Rendahnya kesadaran dan kepedulian lingkungan dapat berujung perilaku yang tidak ramah lingkungan di masa depan serta kebiasaan kurang pintar memilah sampah, merawat tanaman, atau menjaga kebersihan lingkungan secara konsisten menjadi masalah untuk generasi berikutnya, sehingga menjadi langkah penting dalam membentuk sikap kepedulian dan bertanggung jawab terhadap lingkungan sejak dini. Sejalan dengan hal ini, mahasiswa Belajar Bersama Komunitas (BBK) 7 Unair menggelar kegiatan edukasi lingkungan disertai dengan demonstrasi langsung pada sejumlah siswa SDN Sambangan di Desa Sambangan, Kecamatan Babat, Kabupaten Lamongan.
Program Gemar Menjaga Bumi berlangsung selama dua kali pertemuan dengan melibatkan siswa-siswi SDN Sambangan, Kecamatan babat, Kabupaten Lamongan. Kegiatan ini dirancang untuk membiasakan siswa Sekolah Dasar menerapkan perilaku hidup bersih, sehat, dan peduli pada lingkungan di sekolah maupun rumah.
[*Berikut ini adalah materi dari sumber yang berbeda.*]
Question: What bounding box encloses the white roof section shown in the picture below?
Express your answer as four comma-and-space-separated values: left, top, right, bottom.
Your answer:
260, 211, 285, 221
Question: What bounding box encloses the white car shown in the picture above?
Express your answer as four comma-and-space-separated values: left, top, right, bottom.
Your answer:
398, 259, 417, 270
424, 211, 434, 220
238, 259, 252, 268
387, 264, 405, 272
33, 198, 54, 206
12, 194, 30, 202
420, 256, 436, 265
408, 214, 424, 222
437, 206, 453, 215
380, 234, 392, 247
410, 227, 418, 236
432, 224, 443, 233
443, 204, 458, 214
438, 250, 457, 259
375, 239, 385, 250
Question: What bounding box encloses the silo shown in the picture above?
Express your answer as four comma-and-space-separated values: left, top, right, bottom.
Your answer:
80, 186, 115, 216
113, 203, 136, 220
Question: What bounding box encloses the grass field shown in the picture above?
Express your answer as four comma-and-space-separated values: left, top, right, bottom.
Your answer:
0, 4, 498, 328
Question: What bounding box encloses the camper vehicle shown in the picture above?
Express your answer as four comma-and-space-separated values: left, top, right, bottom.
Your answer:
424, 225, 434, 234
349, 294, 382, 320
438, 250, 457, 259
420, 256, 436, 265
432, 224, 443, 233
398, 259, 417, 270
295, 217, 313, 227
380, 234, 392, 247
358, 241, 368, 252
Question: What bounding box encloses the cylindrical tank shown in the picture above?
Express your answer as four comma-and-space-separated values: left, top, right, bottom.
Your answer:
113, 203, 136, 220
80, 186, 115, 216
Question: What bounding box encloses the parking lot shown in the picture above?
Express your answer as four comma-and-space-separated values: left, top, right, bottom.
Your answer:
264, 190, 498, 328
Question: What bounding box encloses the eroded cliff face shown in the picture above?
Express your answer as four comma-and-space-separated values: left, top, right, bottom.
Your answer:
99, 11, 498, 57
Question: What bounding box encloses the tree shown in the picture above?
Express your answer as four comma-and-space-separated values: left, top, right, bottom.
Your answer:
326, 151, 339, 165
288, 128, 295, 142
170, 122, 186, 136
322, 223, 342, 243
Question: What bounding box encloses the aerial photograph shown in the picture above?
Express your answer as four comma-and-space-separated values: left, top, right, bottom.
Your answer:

Melalui penyampaian materi edukasi serta praktik secara langsung tentang cara merawat lingkungan dengan baik, kegiatan ini sekaligus dapat membantu membangun pemahaman siswa mengenai pentingnya merawat lingkungan dengan baik.
Edukasi Peduli Lingkungan
Program Gemar Menjaga Bumi berlangsung pada Sabtu (10/01/2026) dan diikuti oleh siswa kelas 4 hingga kelas 6 SDN Sambangan. Rana dan Hana, selaku penanggung jawab menjelaskan bahwa program ini diikuti oleh 36 siswa, serta mendapatkan sambutan positif dari pihak sekolah maupun antusiasme dari siswa.
Dalam pelaksanaannya, mahasiswa BBK 7 51动漫 menyampaikan materi edukasi lingkungan kepada siswa melalui pemaparan interaktif yang dilanjutkan dengan pemutaran video edukatif tentang dampak kerusakan lingkungan. Setelah itu, siswa diajak melakukan praktik sederhana menjaga kebersihan lingkungan sekolah serta mengikuti sesi tanya jawab. Kegiatan ini juga dilengkapi dengan mini challenge peduli lingkungan selama tiga hari sebagai upaya membiasakan siswa menerapkan perilaku ramah lingkungan dalam kehidupan sehari-hari. Pada akhir kegiatan, mahasiswa memberikan reward kepada siswa sebagai bentuk apresiasi atas partisipasi aktif mereka. Pada akhirnya kegiatan ini mampu membentuk sikap kepedulian siswa terhadap lingkungan dan dapat menerapkan kebiasaan siswa menjaga kebersihan sekolah maupun dirumah.
淒ari program Gemar Menjaga Bumi, kami berharap siswa SDN Sambangan membiasakan kegiatan ini di setiap harinya, dari pemilahan sampah, menjaga kebersihan, hingga merawat tanaman. Kebiasaan sederhana ini menjadikan langkah awal bagi siswa untuk lebih peduli kelestarian alam, ujar Rana salah satu mahasiswa pelaksana program.
Demonstrasi dan Sosialisasi
Selain edukasi peduli lingkungan, terdapat kegiatan demonstrasi penanaman pohon kembali yang berlangsung pada Kamis (22/01/26). Mulai dari proses pemindahan tanaman dari polybag ke pot besar, penambahan pupuk, dan penyiraman tanaman. Setelah itu, kegiatan ini juga dilanjutkan dengan sosialisasi kepada siswa mengenai fungsi dan manfaat perawatan tanaman, termasuk pentingnya penyiraman tanaman secara rutin, khususnya dalam menciptakan sekolah yang hijau, asri, dan nyaman. Diskusi dan tanya jawab juga dilakukan untuk memperkuat pemahaman siswa mengenai pentingnya menjaga lingkungan. Program Gemar Menjaga Bumi menjadi salah satu bentuk karakter sikap positif siswa, seperti tanggung jawab dan kerja sama dalam menjaga lingkungan sekolah. Dari semangat menjaga bumi ini, yang ditanamkan lewat program Gemar Menjaga Bumi dapat terus berkembang dan memberikan dampak jangka panjang tentang pentingnya menjaga kelestarian alam. Program ini sejalan dengan SDGs 4, yaitu pendidikan berkualitas, melalui menanamkan nilai-nilai tanggung jawab dan kerja sama dalam menjaga kelestarian bumi. Selain itu sejalan juga dengan SDGs 13, yaitu aksi iklim, dengan mengajak siswa praktik secara langsung seperti menanam tanaman sebagai upaya menjaga lingkungan mengurangi dampak perubahan iklim.